PHUKET: Formula 1’s second race of the season saw McLaren occupying the front two grid positions again. It was their race to give away again, and they did.
Lewis Hamilton held his lead into the first corner, followed by Jenson Button, the two Red Bulls and Fernando Alonso in the Ferrari.
Romain Grosjean tagged Michael Schumacher and both drivers dropped down the field before the race had chance to settle into a rhythm.
The Sepang Grand Prix is always run at a time, day, and month prone to monsoon rains on a track with laughable drainage.
Sergio Perez switched to “wets” on his opening lap, and was soon up to third in front of Mark Webber.
Alonso also switched during lap four and tucked in behind Webber. Sebastian Vettel was running well in seventh place.
The cars aquaplaned in the infamous Sepang swimming pool as the deluge continued and the race was stopped under a red flag on lap nine.
There they sat on the starting grid with at least one team praying hard for more rain.
By not changing to wets, Narain Karthikeyan had moved up to tenth, which for HRT was a record. If the race was called off now, they would get their first ever point (well, half point).
HRT did not benefit from the conditions and the rain eased enough to restart.
Hamilton stayed out and teammate Button pitted for intermediates whilst second in an attempt to get ahead of Hamilton. Instead he clipped Karthikeyan on his exit from the paddocks, to the dismay of both McLaren and HRT.
Hamilton was running well, Perez was now second and Alonso took Webber for third spot.
Hamilton and Alonso both pitted for intermediate tyres, and Massa appeared in the pits just in time to delay Hamilton’s exit from an uninspiring pit-stop sufficiently to lose him the lead and the race. It was Massa’s only significant contribution to the race.
It was now Perez, Alonso, Hamilton in the podium positions.

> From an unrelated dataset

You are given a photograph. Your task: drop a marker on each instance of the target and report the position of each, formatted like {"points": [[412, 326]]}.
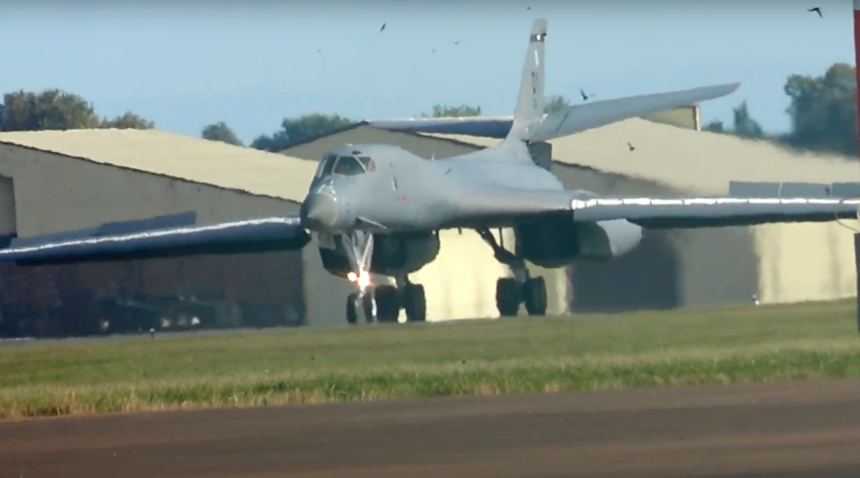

Perez pitted and returned to the racing-line in second, between the Prancing Horse and McLaren.
That was lap 15, and essentially that was that for the rest of the race. It was not in the script.
The Ferrari was ugly, slow, and hard on its tyres. It should not have won, but it did.
Perez in the Sauber got its best ever result, and Hamilton was jocular about his third place. He seems happy unless Button is ahead of him. Webber took fourth, Raikonnen came fifth for Lotus, and Senna brought Williams points at last by coming sixth.
Vettel and Button both tangled with Karthikeyan, and with Vettel’s failure to respond to his engineer’s instructions to retire and gain a free gearbox, came in a petulant eleventh place, falling behind Webber in the points.
Button came fourteenth, slipping behind Hamilton which sets up Shanghai nicely.
The Chinese GP starts with an inauspicious Friday 13th practice day.
Last year’s podium positions were Hamilton, Vettel and Webber. That looks unlikely this year with Red Bull not as commanding.
McLaren just has to stop throwing away points in the pits.
In the background is Bernie Ecclestone’s negotiations for the teams to continue in F1 by signing a new agreement. Mercedes is considering legal action it is rumored, but with the post race resignation of the Williams’ chairman, a vocal opponent of Bernie seems to have left the stage.